Mi ha sempre divertito il personaggio Buffalmacco, pittore del Trecento,  chiamato così, proprio per quella sua pittura stilisticamente indefinita, burlone e spensierato, come questa traccia nata da una serie di arpeggi “fingerstyle” alla John Rembourn, completamente stravolti da organetto zampogna e ciaramelle, saz, gli scacciapensieri di Puccio Castrogiovanni, il basso DAB di Dario Carbutti, le percussioni di Carlo Ferretti dove la mia voce decanta una filastrocca in stile popolare, insomma una surreale lauda alla Bosch.

Segue Hennè racconta con ala chitarra classica di Cristiano Califano, i Synth di Paolo Paniconi, i miei liuti arabi un immaginario paesaggio contemporaneo, l’amore rubato e represso che attraversa barriere e contraddizioni culturali. 

Boio cantare un “canto alla stesa”, reinterpretato e rielaborato, con sonorità medievali nordiche, atmosfere lapponi che arrivano al Jazz di confine .

Incantastorie sono io, fotografo la mia vita, la mia terra, i ricordi, l’infanzia, il suono, la musica, la pittura,il disegno, un racconto popolare cromatico e ritmico, pagine musicali che formano uno sfondo sonoro dove mi libero in volo con un flauto giapponese (Shakuhachi), perdendomi tra i paesaggi e i tamburi del Maghreb.

Il medioevo è sempre stato un grande amore, le laudi, gli strumenti, fare il cantore a liuto come nelle iconografie, mi ha sempre affascinato, da qui sono partito scrivendoTrasparenti sogni, aggiungendo in “sequentia” voci, liuti e vielle, tamburi a cornice e a bandoliera, che interagiscono con ghironde elettroacustiche, elettronica e suoni contemporanei.
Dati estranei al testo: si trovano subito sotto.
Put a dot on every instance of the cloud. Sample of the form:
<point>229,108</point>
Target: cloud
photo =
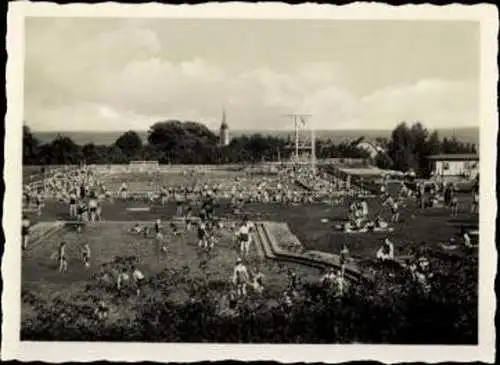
<point>78,83</point>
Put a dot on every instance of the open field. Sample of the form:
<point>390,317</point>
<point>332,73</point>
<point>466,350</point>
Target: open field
<point>46,290</point>
<point>112,240</point>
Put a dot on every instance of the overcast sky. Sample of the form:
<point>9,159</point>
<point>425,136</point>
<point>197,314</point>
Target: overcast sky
<point>119,74</point>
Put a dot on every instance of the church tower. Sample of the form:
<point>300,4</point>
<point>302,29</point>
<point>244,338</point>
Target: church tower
<point>224,130</point>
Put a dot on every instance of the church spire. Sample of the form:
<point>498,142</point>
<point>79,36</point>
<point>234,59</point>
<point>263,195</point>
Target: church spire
<point>224,130</point>
<point>224,124</point>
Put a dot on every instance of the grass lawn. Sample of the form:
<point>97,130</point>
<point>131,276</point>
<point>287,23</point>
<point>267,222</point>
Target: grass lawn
<point>109,240</point>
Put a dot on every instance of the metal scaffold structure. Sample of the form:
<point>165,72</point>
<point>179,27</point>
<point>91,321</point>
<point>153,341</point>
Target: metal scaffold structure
<point>301,123</point>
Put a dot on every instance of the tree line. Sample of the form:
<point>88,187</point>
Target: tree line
<point>190,142</point>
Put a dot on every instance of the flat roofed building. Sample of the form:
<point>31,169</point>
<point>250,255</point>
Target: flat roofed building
<point>466,165</point>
La storia di Fior de Mimosa è una di quelle che ogni giorno ci attraversa la vita , che vedi in tv, una storia sena approdo, lui che aspetta un amore che mai arriverà, lei che scompare come Euridice negli inferi, guardando da lontano una spiaggia ( Lampedusa beach) .

“Quanno l’amante giunge all’amata lì si riposerà” scriveva Leonardo da Vinci, ho ripreso un suo sonetto in Contus Antigus, brano che chiude il disco, dopo  tanto viaggiare per mari, per monti, frontiere , periferie e città, mete visibili e invisibili, tra i suoni del mondo, ritrovo la soglia e la porta di casa, così posso riposare per poi ripartire.